AT&T a reconnu mardi soir avoir engagé Michael Cohen début 2017 afin d'avoir des informations privilégiées sur les rouages internes de la Maison-Blanche.

La société cherche à acquérir le groupe de médias Time Warner, une opération à laquelle s'oppose le gouvernement américain.

Selon Michael Avenatti, M. Cohen a aussi reçu 500 000 dollars de la firme d'investissement Columbus Nova, branche américaine du groupe russe Renova dirigé par Viktor Vekselberg.

Ce dernier fait partie d'oligarques proches de Vladimir Poutine sanctionnés début avril par Washington, en réponse à l'empoisonnement d'un ancien espion russe à Londres.

À vendre: accès au président

M. Vekselberg était présent à la cérémonie d'investiture de Donald Trump, dont l'équipe de campagne est soupçonnée de s'être entendue avec Moscou pour influencer le résultat de la présidentielle.

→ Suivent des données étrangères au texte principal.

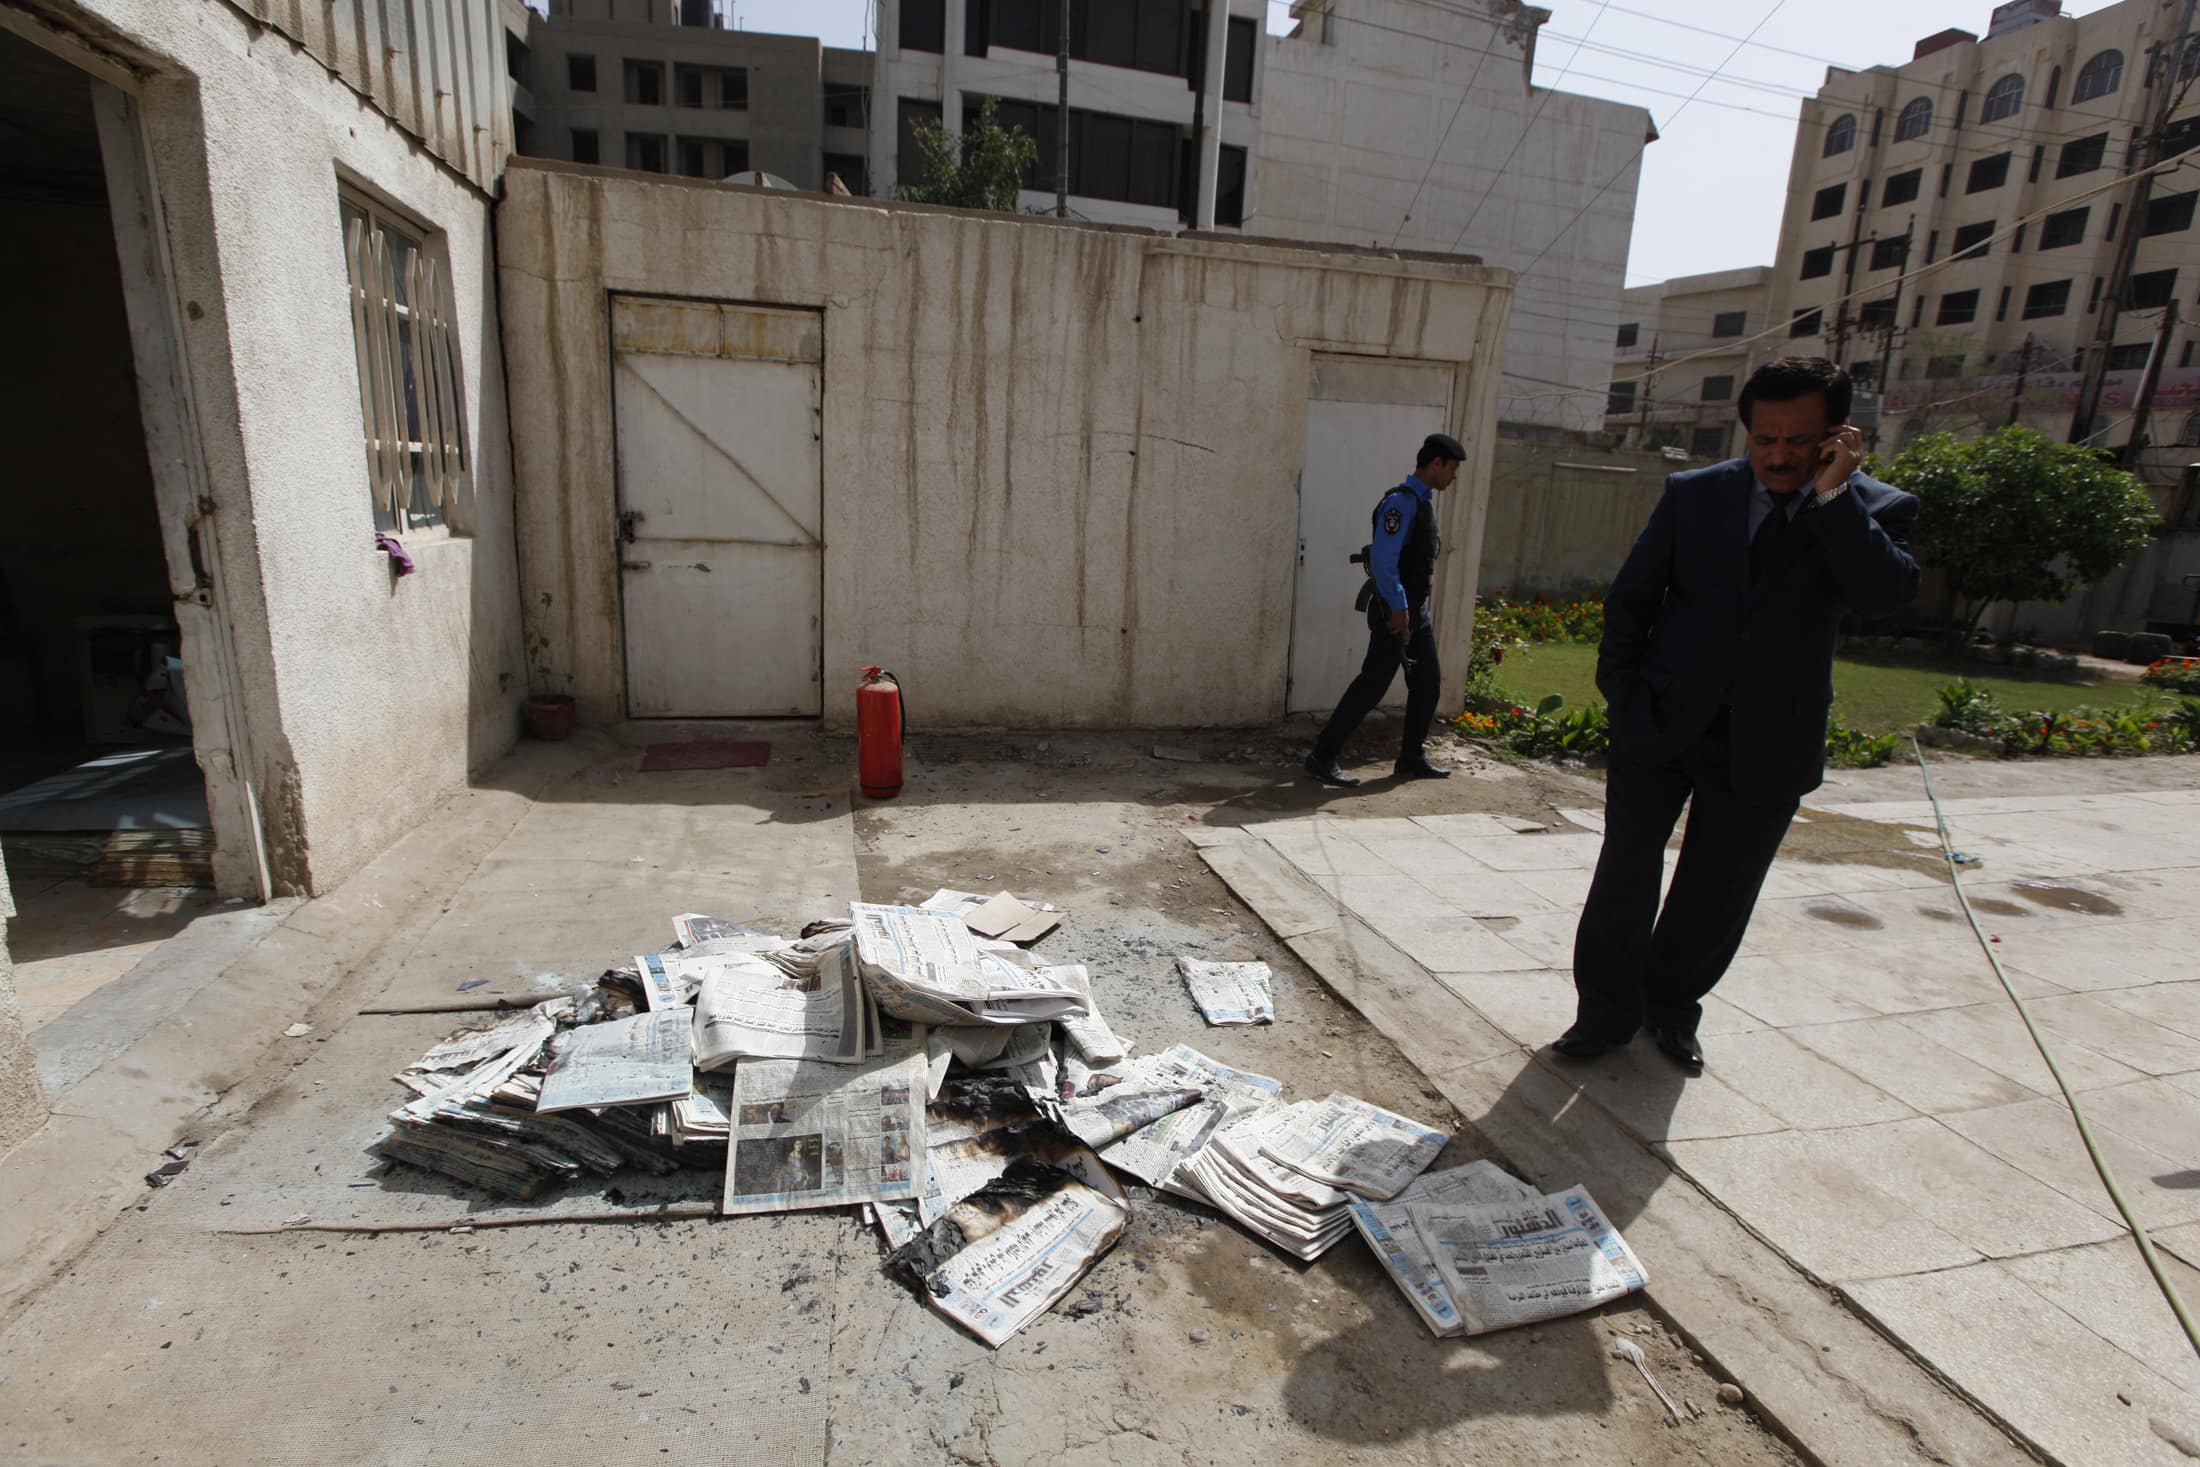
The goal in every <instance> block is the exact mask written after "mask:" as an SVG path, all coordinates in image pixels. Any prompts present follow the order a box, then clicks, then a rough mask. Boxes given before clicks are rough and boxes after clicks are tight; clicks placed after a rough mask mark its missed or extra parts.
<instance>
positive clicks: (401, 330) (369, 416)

Novartis Investments a de son côté a reconnu quatre paiements de 99 980 dollars chacun à Essential Consultants, en vertu d'un contrat conclu en février 2017.

«À la suite du changement de gouvernement, Novartis a considéré que Michael Cohen était susceptible de conseiller la société sur la façon dont le gouvernement Trump aborderait certains aspects de la politique de santé», a expliqué le groupe.

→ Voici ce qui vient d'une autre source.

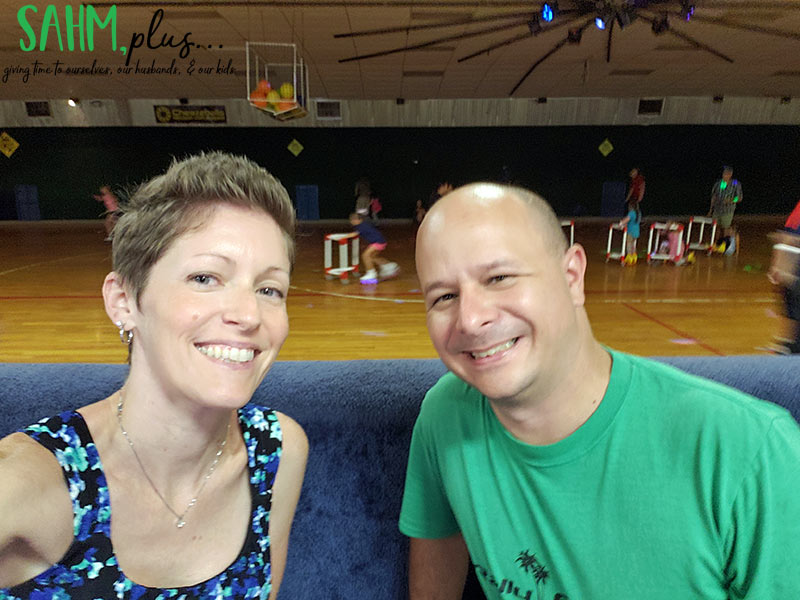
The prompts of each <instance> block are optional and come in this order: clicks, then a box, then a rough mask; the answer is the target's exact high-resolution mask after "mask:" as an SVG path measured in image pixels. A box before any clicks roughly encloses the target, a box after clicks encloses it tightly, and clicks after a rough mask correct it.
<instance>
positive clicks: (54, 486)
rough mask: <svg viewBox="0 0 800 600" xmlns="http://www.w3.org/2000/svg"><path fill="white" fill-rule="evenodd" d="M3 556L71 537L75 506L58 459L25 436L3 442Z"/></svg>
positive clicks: (0, 539)
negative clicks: (72, 503)
mask: <svg viewBox="0 0 800 600" xmlns="http://www.w3.org/2000/svg"><path fill="white" fill-rule="evenodd" d="M0 515H2V518H0V556H1V555H2V551H3V548H5V547H8V546H10V545H12V544H13V543H17V542H23V543H25V544H29V545H30V546H31V547H32V548H38V549H46V548H48V547H52V546H54V545H58V541H59V540H60V538H62V537H64V536H65V535H66V536H68V537H71V535H72V502H71V500H70V497H69V490H68V488H67V485H66V482H65V481H64V476H63V475H62V471H61V467H60V466H59V464H58V461H57V460H56V458H55V456H53V454H52V453H51V452H50V451H49V450H47V449H46V448H44V447H43V446H42V445H40V444H39V443H38V442H36V441H35V440H33V439H31V438H30V437H28V436H27V435H25V434H23V433H14V434H11V435H9V436H7V437H5V438H3V439H0Z"/></svg>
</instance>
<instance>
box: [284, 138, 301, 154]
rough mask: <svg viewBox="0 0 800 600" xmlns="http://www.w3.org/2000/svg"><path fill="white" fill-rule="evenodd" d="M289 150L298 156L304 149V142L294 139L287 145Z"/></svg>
mask: <svg viewBox="0 0 800 600" xmlns="http://www.w3.org/2000/svg"><path fill="white" fill-rule="evenodd" d="M287 148H288V149H289V152H291V153H292V154H294V155H295V156H298V155H299V154H300V153H301V152H302V151H303V144H301V143H300V142H298V141H297V140H292V141H291V143H290V144H289V145H288V146H287Z"/></svg>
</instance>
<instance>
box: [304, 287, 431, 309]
mask: <svg viewBox="0 0 800 600" xmlns="http://www.w3.org/2000/svg"><path fill="white" fill-rule="evenodd" d="M289 289H291V290H299V291H301V292H308V293H310V294H316V295H319V296H333V297H334V298H351V299H353V300H374V301H375V302H394V303H395V304H425V301H424V300H420V299H417V298H384V297H378V296H359V295H357V294H342V293H341V292H327V291H324V290H312V289H311V288H301V287H297V286H296V285H290V286H289ZM289 297H290V298H291V296H289Z"/></svg>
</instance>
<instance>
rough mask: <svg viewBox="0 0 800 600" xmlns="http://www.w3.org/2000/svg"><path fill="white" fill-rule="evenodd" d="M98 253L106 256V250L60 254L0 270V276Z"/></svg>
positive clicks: (96, 254)
mask: <svg viewBox="0 0 800 600" xmlns="http://www.w3.org/2000/svg"><path fill="white" fill-rule="evenodd" d="M99 254H103V255H106V256H107V255H108V252H107V251H104V252H89V253H88V254H74V255H72V256H62V257H61V258H53V259H51V260H43V261H41V262H38V263H31V264H29V265H22V266H21V267H14V268H13V269H8V270H6V271H0V276H2V275H8V274H9V273H14V272H16V271H22V270H24V269H30V268H33V267H40V266H42V265H49V264H52V263H57V262H62V261H65V260H72V259H73V258H84V257H86V256H97V255H99Z"/></svg>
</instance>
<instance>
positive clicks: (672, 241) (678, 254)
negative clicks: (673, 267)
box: [666, 221, 687, 266]
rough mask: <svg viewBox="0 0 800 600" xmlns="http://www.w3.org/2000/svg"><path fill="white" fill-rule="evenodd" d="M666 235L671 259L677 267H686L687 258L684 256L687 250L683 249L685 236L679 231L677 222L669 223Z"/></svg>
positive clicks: (669, 258)
mask: <svg viewBox="0 0 800 600" xmlns="http://www.w3.org/2000/svg"><path fill="white" fill-rule="evenodd" d="M666 233H667V247H668V252H669V259H670V260H671V261H672V262H673V264H675V265H678V266H681V265H685V264H686V262H687V258H686V257H685V256H684V255H683V254H684V250H685V248H684V247H683V234H682V232H681V231H680V230H679V229H678V224H677V223H676V222H675V221H667V229H666Z"/></svg>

Novartis a précisé s'être ensuite rendu compte que M. Cohen ne pouvait répondre à cette demande.

M. Avenatti accuse l'avocat personnel de Trump d'avoir «monétisé l'accès au président des États-Unis».

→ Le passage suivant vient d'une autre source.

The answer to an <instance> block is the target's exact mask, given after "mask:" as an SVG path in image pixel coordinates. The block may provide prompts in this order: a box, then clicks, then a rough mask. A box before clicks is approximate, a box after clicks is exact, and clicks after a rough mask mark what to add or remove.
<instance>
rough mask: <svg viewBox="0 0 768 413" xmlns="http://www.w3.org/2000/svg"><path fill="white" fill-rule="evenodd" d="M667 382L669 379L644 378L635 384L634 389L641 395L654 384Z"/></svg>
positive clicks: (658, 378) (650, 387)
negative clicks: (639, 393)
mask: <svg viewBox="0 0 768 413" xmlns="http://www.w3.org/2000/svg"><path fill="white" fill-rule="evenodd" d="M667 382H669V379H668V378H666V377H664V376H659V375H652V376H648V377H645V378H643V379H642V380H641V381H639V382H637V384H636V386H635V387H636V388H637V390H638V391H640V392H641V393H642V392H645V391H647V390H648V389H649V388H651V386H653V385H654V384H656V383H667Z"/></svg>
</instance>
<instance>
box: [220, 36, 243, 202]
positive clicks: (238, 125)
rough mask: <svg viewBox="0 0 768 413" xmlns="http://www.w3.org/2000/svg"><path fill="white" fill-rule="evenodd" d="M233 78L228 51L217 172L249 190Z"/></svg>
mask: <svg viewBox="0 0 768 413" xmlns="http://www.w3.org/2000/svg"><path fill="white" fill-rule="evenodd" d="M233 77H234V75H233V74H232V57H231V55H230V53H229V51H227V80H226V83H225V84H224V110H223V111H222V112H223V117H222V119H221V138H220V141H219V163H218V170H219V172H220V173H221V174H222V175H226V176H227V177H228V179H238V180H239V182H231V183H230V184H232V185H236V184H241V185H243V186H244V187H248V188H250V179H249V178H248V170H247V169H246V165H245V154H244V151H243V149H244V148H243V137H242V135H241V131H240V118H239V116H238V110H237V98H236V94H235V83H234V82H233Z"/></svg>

«Vous avez une personne proche d'un homme politique, en l'espèce le président des États-Unis, ce qui est très rare, qui vend une mise en contact potentielle», a estimé M. Avenatti sur CNN.

«Je ne crois pas que (M. Cohen) soit déclaré, comme il devrait l'être, en tant que représentant d'agents ou d'intérêts étrangers. C'est grave», a poursuivi l'avocat.

Au final, M. Cohen, surnommé le «pitbull» de la tour Trump, se retrouve donc plongé au coeur d'un chaudron où mijote un sacré ragoût, composé d'infidélité conjugale présumée, de versements louches et de lobbying politique frisant apparemment la corruption.

Il semble plus que jamais sur la sellette. Certains prédisent son proche «retournement», c'est-à-dire sa coopération dans l'enquête russe en échange d'une indulgence du procureur.

Samedi soir, l'émission satirique «Saturday Night Live» a montré un Michael Cohen aux abois, interprété par le comédien Ben Stiller. On le voit appeler le président Trump sur une ligne écoutée par le FBI.

«Comment tiens-tu le coup en prison ?», lui demande le faux président, joué par Alec Baldwin. «Je ne suis pas en prison», répond l'avocat. «Bah, c'est l'affaire de deux semaines», rétorque M. Trump.